"It was well after midnight on August 6th 1985 and I couldn’t sleep. Switching on the T.V., I absent-mindedly tuned into a news channel. We were living in Co. Cork, in Southern Ireland, and I was joyfully awaiting the birth of our first child who was already overdue, making me feel restless; that was why I was up and about at such an hour.
Becoming aware of a breaking-news story I began to listen in more closely. A siege was taking place at a farmhouse in England. The broadcaster relayed that five people were inside and there was great fear for their safety. As the story unfolded it became apparent that this was an older couple. A farmer and retired Magistrate, Nevill Bamber and his wife, June; their daughter, Sheila, and her six year old twin sons. Jeremy, their son, was outside with police who were trying to communicate with someone inside the house who had been seen pacing back and forth in front of an upstairs window and carrying a firearm. The reporter said that police were reluctant to get too close to the house for fear of causing that person to become more agitated, thereby, escalating the danger to the family. I watched for an hour or so but there was no resolution and, heavily pregnant, I became exhausted and had to go off to bed.
Awaking early I was anxious for news, hopefully of a rescue, so I put the News on immediately. The siege was over, police had stormed the house and five bodies had been found inside. I was heartbroken, a whole family! My heart went out to the young man who had waited all night long with the police for news of his family; this was not what he wanted to hear.
My own child was born a few days later and I became engrossed in motherhood. It was a real shock to hear, sometime later, that the son, Jeremy Bamber, had been arrested for the killings…how was that possible when he was outside during the siege and everyone knew that? I presumed the police knew something we did not; there must have been strong evidence to convict a man of killing his entire family…I pushed my unease aside and got on with motherhood and my own life.
Since then I have revisited the facts of this case in light of so many high-profile miscarriage of justice cases coming to light, including that of my own brother, Barry George, for the murder of Jill Dando. More recently we’ve heard of the lies and cover-ups in the Hillsborough deaths and The Chilcot report exposing the same type of cover ups in the Iraqi war scandal. In the Bamber case I can find no evidence to convince me of the guilt of this man. Nothing that can account for a man languishing in jail for more than thirty years. How did a jury convict a young man without proof?

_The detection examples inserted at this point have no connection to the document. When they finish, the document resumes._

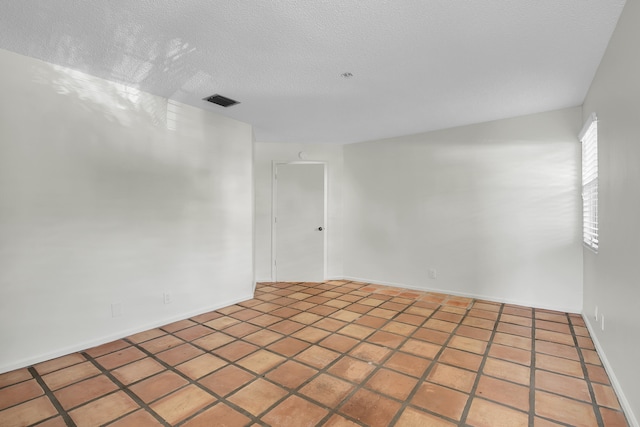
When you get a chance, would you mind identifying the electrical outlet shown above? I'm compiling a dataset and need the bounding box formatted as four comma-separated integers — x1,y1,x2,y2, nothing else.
111,302,124,317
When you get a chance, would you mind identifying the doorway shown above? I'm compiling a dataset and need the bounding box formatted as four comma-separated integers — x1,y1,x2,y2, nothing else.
272,162,327,282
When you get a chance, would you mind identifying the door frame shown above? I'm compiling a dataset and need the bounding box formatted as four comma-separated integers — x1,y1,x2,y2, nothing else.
271,160,329,281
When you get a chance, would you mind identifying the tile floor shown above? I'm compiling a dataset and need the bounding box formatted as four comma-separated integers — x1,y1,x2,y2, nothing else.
0,281,627,427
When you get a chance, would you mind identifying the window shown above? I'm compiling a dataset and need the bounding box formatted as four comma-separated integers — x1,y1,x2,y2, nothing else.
580,114,598,251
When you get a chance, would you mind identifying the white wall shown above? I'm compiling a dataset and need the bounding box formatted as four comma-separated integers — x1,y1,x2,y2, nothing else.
254,143,343,282
0,51,253,372
583,1,640,426
344,107,582,312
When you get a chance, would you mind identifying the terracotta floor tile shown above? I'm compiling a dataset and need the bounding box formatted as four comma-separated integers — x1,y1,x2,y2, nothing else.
411,382,469,420
192,332,235,351
191,310,222,323
381,320,418,337
156,343,204,366
411,328,450,345
300,374,355,408
129,371,188,403
500,312,543,328
456,325,492,341
395,407,456,427
34,353,87,375
462,316,496,331
338,324,375,340
536,369,591,403
328,356,375,383
266,360,318,389
160,319,196,333
269,320,305,335
320,334,360,353
229,308,262,322
96,347,146,370
447,335,487,354
174,325,215,341
496,322,532,338
248,314,282,328
295,345,340,369
0,380,44,410
438,348,482,371
42,362,100,390
427,363,476,393
54,375,118,411
349,342,391,363
85,342,131,359
489,343,531,366
267,337,311,357
109,409,163,427
0,396,58,426
236,350,286,374
198,365,256,396
112,357,164,385
126,328,167,346
476,375,530,411
593,384,622,411
313,318,346,332
140,335,184,354
536,329,574,346
353,314,387,329
423,319,458,333
535,310,569,323
69,391,139,427
291,326,331,343
536,340,580,361
600,408,629,427
211,341,258,362
227,378,287,416
151,385,216,425
365,369,418,400
340,389,401,427
536,353,584,378
384,352,431,378
483,357,531,386
535,391,598,427
204,316,240,331
243,329,284,346
466,399,529,427
367,331,405,348
182,403,251,427
0,368,33,388
586,365,610,384
176,353,227,380
493,332,531,351
536,319,571,334
400,339,442,359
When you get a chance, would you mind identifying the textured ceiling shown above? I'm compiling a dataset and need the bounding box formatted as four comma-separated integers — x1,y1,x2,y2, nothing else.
0,0,624,143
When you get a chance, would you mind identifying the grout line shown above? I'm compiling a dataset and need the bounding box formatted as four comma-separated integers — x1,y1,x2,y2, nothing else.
28,366,76,427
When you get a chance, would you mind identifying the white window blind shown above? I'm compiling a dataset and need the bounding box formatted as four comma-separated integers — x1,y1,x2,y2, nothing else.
580,114,598,251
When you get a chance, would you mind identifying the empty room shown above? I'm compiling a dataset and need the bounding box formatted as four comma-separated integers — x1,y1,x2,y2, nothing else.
0,0,640,427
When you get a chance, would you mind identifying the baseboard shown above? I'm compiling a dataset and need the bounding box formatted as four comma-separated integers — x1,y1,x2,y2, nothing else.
0,294,253,374
582,313,640,427
342,276,581,314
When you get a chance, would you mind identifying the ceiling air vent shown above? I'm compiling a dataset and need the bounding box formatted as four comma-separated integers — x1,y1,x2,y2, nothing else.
204,94,239,107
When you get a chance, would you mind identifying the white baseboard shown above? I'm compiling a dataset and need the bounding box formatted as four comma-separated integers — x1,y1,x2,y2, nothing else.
582,313,640,427
343,276,581,314
0,294,253,374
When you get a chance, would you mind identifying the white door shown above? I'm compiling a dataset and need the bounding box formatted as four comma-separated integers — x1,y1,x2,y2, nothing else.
274,163,325,282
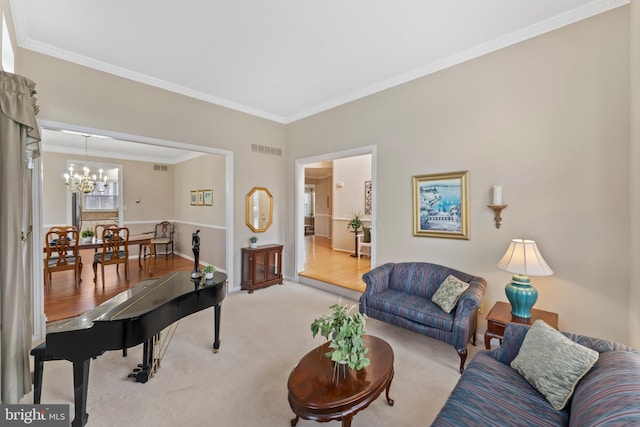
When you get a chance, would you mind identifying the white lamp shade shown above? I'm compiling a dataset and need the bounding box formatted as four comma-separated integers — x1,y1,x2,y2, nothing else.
498,239,553,276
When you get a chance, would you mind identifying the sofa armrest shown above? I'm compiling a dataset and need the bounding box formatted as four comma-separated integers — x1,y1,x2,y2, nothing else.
453,277,487,350
362,262,394,296
360,262,394,314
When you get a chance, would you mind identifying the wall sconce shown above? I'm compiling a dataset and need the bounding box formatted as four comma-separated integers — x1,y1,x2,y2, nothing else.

Our justice system is predicated on the ‘presumption of innocence’ and also on ‘beyond reasonable doubt,’ but there is so much doubt surrounding this conviction that this case must be looked into again, urgently. The CCRC and the Court of Appeal seem to be reluctant to do this, and the police, for their part, have been withholding evidence from the defendant. It will cost thousands of pounds to, again, take them to court to force them to hand over the papers and forensic results that the court has already told them they must do. They have also effectively ‘locked down’ documents in the case under a PII* order; what is there to hide? Meanwhile, a man is fighting a conviction for multiple murders that there is no proof he committed. Surely this is not the justice system his father, a Magistrate was proud to be a part of?
On this, the thirty-first anniversary of these tragic deaths, I again call for the case against Jeremy to be reviewed.
Justice is never served by the conviction of the innocent."
*During the course of an investigation, the police may come into possession of sensitive material. This material may potentially be reasonably considered capable of undermining the case for the prosecution against the accused and/or of assisting the case for the accused. Nonetheless it may be withheld by the Crown under the “public interest immunity” (“PII”) principles. http://www.inbrief.co.uk/police/public-interest-immunity/
Michelle Bates is the sister of Barry George who was wrongly convicted in 2001 of the killing of T.V. presenter, Jill Dando. His conviction was quashed at appeal in 2007 and in 2008 he was retried and found, unanimously, not guilty. Barry has never been awarded compensation for this wrongful conviction on the grounds that he is ‘not innocent enough', having failed to ‘prove his innocence beyond reasonable doubt.’ Michelle is backing a campaign to amend the Criminal Justice act, section 133, which affects many whose convictions have been overturned, or who have been found not guilty at retrial. Currently Michelle is writing a book about her family’s eight year fight for justice for Barry, to raise awareness of the struggles faced by all those who get caught up in miscarriage of justice.